Samuel Worden, 28, from Lancaster, was identified last year as the dealer who supplied killer Jamie Armstrong and his victim Luke Hollingsworth.

Armstrong, 23, stabbed his former pal to death at a house in Etterby, Carlisle, in July 2013.

The pair had fallen out over a drugs debt owed to Worden, who had supplied them with cannabis on credit, and though Armstrong had denied killing his friend, he was convicted last year and jailed for a minimum of 25 years.

Worden later admitted dealing cannabis between April and July of 2013 and was jailed for nearly four years – a sentence he is currently serving.

He has been back before a judge at Carlisle Crown Court as police completed the process of clawing back the money he made from dealing drugs.

Kim Whittlestone, prosecuting, told Recorder Timothy Rider that Worden’s financial benefit from his drug dealing had been assessed as being £167,712.

His available assets were said to be £32,094 – £19,000 of which police already have in their possession.

The Recorder ruled that the remaining available amount of around £13,000 must be handed over by the defendant within six months. If he fails to do that he will have to serve 12 months in jail in default.

After the hearing, Detective Sergeant Stephanie Siddle, from Cumbria Police’s Economic Crime Unit, said: “Worden has now been An in depth financial investigation was carried out alongside officers involved in the criminal investigation, with the aim of establishing the extent of Worden’s criminality and identifying his assets.

“Worden has now been stripped of his assets, and if he fails to pay the order he will be sent back to jail.”

At an earlier hearing, Judge Paul Batty QC told Worden that he carried a “heavy responsibility” for the horrific violence that led to the death of Mr Hollingsworth.

He told him: “If you had not been supplying these men with such amounts of cannabis and had you not been operating the credit system, I have no doubt that this murder would not have taken place.”

Worden, of Wellington Road, Lancaster, admitted bringing into the Carlisle area at least 10kg of cannabis.

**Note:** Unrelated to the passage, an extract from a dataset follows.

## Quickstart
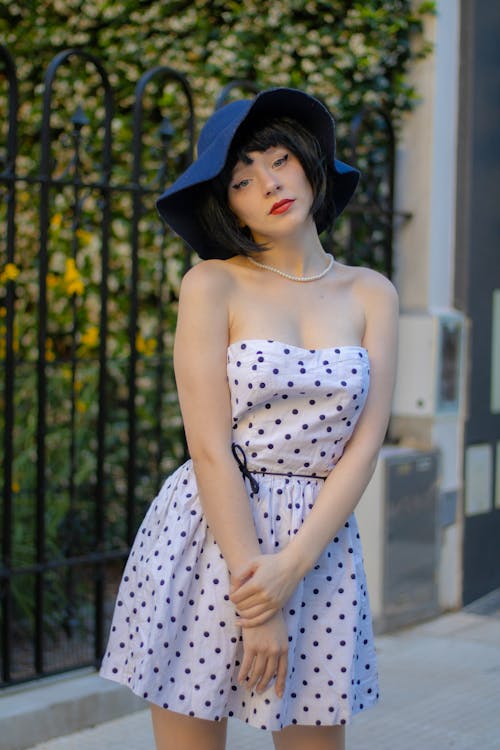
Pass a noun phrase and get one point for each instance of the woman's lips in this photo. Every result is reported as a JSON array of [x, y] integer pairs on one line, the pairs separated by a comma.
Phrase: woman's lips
[[282, 206]]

Mr Hollingsworth and Armstrong, of Warwick Road, Carlisle, were two of the suppliers he was providing with the Class B drug.

Worden gave them such large amounts of the drug that they were able to set up as dealers in their own right.

At the earlier hearing, Miss Whittlestone told the court: “The prosecution say the defendant played a leading role in the commercial sale of cannabis to Jamie Armstrong, Luke Hollingsworth and others in the area.”

Mr Hollingsworth had been a friend of Worden, whose barrister said he had been “devastated” by his death.

He also considered Armstrong to be a friend, the court was told. Judge Batty sentenced Worden to three years and nine months in prison.

Mr Hollingsworth was found dead on July 10, 2013, after he failed to turn up to work at the Woodrow Wilson pub in Botchergate, Carlisle.